Nato a Parigi il 13 gennaio 2006, il percorso di Sankhoun Diawara è una testimonianza di crescita costante e determinazione. I suoi primi passi nel mondo del calcio sono avvenuti nei vivai della capitale francese, militando prima nel FC Solitaires Paris e successivamente nel CA Paris-Charenton, realtà note per la capacità di sgrezzare talenti destinati al grande palcoscenico. Nel 2020, lo scouting del Troyes ha intravisto in lui potenzialità fuori dal comune, inserendolo nel proprio settore giovanile. La scalata è stata rapidissima: l'esordio ufficiale in prima squadra è avvenuto nel novembre 2024 in un match di Coppa di Francia, momento che ha segnato l'inizio della sua ascesa nel calcio professionistico. Nella stagione successiva, Sankhoun Diawara è diventato un perno fondamentale della difesa del Troyes, collezionando 17 presenze totali e risultando determinante per la vittoria del campionato di Ligue 2 e la conseguente promozione in Ligue 1.
Dal punto di vista tattico, Sankhoun Diawara incarna perfettamente il profilo del difensore moderno ricercato dal tecnico Ruben Amorim.
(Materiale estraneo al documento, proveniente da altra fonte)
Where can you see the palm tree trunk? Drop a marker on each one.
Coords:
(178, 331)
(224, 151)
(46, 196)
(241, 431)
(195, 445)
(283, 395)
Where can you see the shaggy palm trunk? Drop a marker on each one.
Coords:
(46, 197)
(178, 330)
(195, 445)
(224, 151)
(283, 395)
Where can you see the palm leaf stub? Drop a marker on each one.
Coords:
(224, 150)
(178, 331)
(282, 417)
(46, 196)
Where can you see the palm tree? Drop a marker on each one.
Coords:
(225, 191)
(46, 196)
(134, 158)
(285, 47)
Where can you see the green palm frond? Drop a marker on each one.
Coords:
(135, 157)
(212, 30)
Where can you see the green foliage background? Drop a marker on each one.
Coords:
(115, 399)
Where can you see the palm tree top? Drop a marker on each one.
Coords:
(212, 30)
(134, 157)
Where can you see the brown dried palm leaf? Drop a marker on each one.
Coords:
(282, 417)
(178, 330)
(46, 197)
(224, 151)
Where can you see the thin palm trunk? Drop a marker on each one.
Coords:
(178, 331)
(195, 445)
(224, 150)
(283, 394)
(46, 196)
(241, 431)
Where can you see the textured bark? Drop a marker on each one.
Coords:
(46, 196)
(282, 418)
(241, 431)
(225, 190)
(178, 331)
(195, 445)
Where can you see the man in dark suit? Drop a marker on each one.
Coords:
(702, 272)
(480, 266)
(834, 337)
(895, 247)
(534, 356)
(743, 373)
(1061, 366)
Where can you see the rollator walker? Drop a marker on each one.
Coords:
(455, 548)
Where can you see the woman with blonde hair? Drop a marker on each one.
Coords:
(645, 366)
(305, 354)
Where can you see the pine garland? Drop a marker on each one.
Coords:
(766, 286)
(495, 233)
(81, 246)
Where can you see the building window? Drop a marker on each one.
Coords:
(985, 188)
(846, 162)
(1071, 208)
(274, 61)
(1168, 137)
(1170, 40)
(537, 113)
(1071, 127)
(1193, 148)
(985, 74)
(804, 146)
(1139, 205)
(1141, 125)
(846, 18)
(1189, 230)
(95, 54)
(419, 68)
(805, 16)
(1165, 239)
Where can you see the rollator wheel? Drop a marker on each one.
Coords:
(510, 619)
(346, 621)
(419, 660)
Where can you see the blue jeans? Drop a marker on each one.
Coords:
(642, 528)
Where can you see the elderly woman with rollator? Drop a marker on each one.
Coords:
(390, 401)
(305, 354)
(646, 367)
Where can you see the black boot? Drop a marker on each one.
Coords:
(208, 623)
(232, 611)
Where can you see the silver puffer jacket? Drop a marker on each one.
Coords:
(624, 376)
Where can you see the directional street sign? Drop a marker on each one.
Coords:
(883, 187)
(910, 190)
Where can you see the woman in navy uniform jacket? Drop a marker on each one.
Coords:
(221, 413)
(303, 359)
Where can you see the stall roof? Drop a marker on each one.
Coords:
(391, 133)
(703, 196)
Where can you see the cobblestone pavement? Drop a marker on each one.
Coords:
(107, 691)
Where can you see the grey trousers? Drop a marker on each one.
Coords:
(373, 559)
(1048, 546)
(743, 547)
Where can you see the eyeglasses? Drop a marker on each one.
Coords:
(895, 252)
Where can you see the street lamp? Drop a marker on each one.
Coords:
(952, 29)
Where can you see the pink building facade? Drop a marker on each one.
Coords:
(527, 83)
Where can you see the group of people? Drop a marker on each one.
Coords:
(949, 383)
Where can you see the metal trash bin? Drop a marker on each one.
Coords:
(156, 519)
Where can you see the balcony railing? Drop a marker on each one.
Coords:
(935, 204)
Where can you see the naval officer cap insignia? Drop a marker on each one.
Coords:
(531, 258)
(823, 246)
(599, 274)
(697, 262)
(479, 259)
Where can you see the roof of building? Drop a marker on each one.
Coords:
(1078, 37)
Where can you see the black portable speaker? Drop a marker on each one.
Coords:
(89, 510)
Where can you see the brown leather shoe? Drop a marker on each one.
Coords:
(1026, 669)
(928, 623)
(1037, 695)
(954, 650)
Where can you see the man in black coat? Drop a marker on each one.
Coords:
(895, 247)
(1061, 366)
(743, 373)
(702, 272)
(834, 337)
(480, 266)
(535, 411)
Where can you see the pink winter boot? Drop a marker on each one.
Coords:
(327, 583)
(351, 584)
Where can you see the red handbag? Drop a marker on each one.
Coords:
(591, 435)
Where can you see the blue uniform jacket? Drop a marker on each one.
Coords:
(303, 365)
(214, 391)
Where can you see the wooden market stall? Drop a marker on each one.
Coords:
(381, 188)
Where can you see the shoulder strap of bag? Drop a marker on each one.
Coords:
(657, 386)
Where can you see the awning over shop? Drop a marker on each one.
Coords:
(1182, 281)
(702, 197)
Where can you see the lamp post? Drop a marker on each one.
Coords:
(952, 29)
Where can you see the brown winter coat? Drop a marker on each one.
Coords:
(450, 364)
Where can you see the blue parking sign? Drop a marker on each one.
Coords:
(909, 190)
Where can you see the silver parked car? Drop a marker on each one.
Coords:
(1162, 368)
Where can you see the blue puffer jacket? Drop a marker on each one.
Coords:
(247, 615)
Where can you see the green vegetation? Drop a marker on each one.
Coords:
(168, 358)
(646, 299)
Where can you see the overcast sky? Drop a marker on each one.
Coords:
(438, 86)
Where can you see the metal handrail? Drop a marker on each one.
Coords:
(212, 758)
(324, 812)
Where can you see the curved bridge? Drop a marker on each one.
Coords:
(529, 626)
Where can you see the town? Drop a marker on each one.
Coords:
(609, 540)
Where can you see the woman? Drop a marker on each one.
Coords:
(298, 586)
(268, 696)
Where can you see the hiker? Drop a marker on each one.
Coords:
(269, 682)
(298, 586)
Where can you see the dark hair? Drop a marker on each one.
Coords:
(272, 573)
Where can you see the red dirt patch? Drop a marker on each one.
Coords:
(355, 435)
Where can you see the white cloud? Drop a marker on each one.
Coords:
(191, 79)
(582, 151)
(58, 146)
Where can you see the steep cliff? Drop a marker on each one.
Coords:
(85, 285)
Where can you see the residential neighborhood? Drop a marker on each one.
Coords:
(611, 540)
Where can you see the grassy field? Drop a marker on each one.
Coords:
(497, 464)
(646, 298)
Essendo un difensore mancino naturale, offre soluzioni preziose in fase di impostazione e costruzione dal basso, una caratteristica sempre più rara e pregiata nel panorama internazionale. La sua straordinaria forza fisica, abbinata a una velocità di recupero non comune per la sua statura, gli permette di marcare stretto anche gli attaccanti più rapidi. Ma è la sua personalità a colpire maggiormente: nonostante la giovane età, Sankhoun Diawara comanda la linea difensiva con autorità, dimostrando un senso della posizione degno di un veterano. La scelta di indossare la maglia numero 13 non è casuale: un numero che a Milano evoca ricordi leggendari legati ad Alessandro Nesta e, in tempi più recenti, ad Alessio Romagnoli, segnale che il giovane centrale non teme le responsabilità e il peso della storia rossonera.
L'avventura di Sankhoun Diawara inizierà immediatamente, senza sosta. Il giocatore è infatti atteso in Australia, dove raggiungerà i suoi nuovi compagni di squadra e lo staff tecnico guidato da Ruben Amorim. Il Milan è attualmente impegnato nel ritiro precampionato a Perth, una tappa fondamentale per integrare i nuovi acquisti e affinare gli schemi tattici in vista delle prime sfide ufficiali. L'inserimento di Sankhoun Diawara in un gruppo già solido, che vanta leader carismatici come Mike Maignan e Rafael Leao, sarà facilitato dalla folta colonia francese presente a Milanello. Il tecnico portoghese ha già espresso grande soddisfazione per l'arrivo del difensore, sottolineando come il progetto del club sia orientato alla valorizzazione di giovani pronti a fare il salto di qualità definitivo sotto la sua guida.
Le prime parole di Sankhoun Diawara come calciatore del Milan hanno già conquistato il cuore dei tifosi: «Credo che il giorno in cui vedrò San Siro rimarrà impresso per sempre nella mia mente. Non vedo l'ora di esordire e di incontrare i tifosi rossoneri, i compagni di squadra e tutto lo staff. Amo il calcio fin da quando ero piccolo e, poco alla volta, sto realizzando il mio sogno di bambino. Sono nato con un pallone tra i piedi, ogni volta che entro in campo lo faccio per dare il 200%». Queste dichiarazioni riflettono lo spirito di un ragazzo che vede nel Milan non solo un punto d'arrivo, ma il trampolino di lancio verso l'eccellenza mondiale. Con l'arrivo di Sankhoun Diawara, il club di RedBird conferma la propria visione lungimirante: investire su profili di alto potenziale, garantendo sostenibilità economica e competitività sportiva ai massimi livelli per gli anni a venire.